Fritz Lang

(Friedrich Christian Anton Lang)

Germany

Born: Vienna, Austria, 5 December 1890.
Died: 2 August 1976.

German director, whose exceptional career in German and American cinema (with a short episode in France) spanned silent and sound film. Lang began as a scriptwriter for Joe May’s company, where he met his future wife and collaborator Thea von Harbou. Joining Erich Pommer’s Decla in 1917 as a director, Lang applied a style at once austere and lyrical to romantic, sentimental, sensationalist and fantastic story material: Der müde Tod / Destiny (1921), Die Nibelungen (1924, two parts), Metropolis (1927), Spione / The Spy (1928). In his first German period (1919-33) he wrote most of his scripts, usually in collaboration with von Harbou. Dr. Mabuse, der Spieler / Dr. Mabuse, the Gambler (1922, two parts) is notable for its attempt to represent filmically psychological processes (in Mabuse’s hypnotism of his victims); Metropolis (1927), the futuristic tale of a repressive technological society, is renowned for its special effects, its extravagant sets and eve more extravagant budget, which caused financial difficulties for Ufa, while M – Eine Stadt sucht ihren Mörder / M (1931) subverts the conventional detective thriller by developing a deep psychological portrait of a serial killer and child molester. Das Testament des Dr. Mabuse / The Testament of Dr. Mabuse (1933) was banned by the Nazis and Lang emigrated to France, where he directed Liliom (1934, starring Charles Boyer) before moving on to Hollywood.
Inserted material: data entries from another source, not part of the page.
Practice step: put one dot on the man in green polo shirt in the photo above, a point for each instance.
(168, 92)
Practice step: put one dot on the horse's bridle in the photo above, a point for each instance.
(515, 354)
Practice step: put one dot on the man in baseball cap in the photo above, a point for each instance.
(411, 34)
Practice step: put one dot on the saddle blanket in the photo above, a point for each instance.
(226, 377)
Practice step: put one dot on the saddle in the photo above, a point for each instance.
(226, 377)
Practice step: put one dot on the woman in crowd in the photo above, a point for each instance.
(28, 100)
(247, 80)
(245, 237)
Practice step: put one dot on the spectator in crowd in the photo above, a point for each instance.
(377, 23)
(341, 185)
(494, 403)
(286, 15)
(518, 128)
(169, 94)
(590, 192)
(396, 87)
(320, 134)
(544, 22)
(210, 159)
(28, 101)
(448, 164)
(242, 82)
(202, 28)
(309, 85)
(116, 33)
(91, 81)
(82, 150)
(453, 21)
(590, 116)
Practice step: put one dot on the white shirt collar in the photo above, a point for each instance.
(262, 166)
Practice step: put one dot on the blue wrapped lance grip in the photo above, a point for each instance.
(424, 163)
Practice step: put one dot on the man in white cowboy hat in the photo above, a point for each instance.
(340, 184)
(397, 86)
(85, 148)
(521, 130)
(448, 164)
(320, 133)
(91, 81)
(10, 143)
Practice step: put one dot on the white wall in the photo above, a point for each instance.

Despite the success of his first American film, Fury (1936), Lang experienced some of the classic difficulties of European directors in Hollywood. Nevertheless he managed to build up a substantial career in America, working in different studios and genres, usually against established conventions. This is most noticeable in his westerns: The Return of Frank James (1940), Western Union (1941) and especially Rancho Notorious (1952, with Marlene Dietrich). He also contributed to the costume drama (Moonfleet, 1955) and the war film (American Guerrilla in the Philippines, 1950). His American career, however, is distinguished by his mastery of film noir, with films such as Secret Beyond the Door… (1948; his most underrated American film), The Blue Gardenia (1953), The Big Heat (1953) and the astonishingly Pirandellian Beyond a Reasonable Doubt (1956).

In 1958 Arthur Brauner invited Lang back to Germany to direct Der Tiger von Eschnapur / The Tiger of Bengal and Das indische Grabmal / The Indian Tomb (1959). Lang accepted, not least because he and von Harbou had written the script in 1920 for Joe May, who, breaking their agreement, had directed it himself. Another return to his earlier work, Die Tausend Augen des Dr. Mabuse / The Thousand Eyes of Dr. Mabuse (1960), concluded his work, although his final film gesture was to appear, as himself, in Jean-Luc Godard’s Le Mépris / Contempt (1963).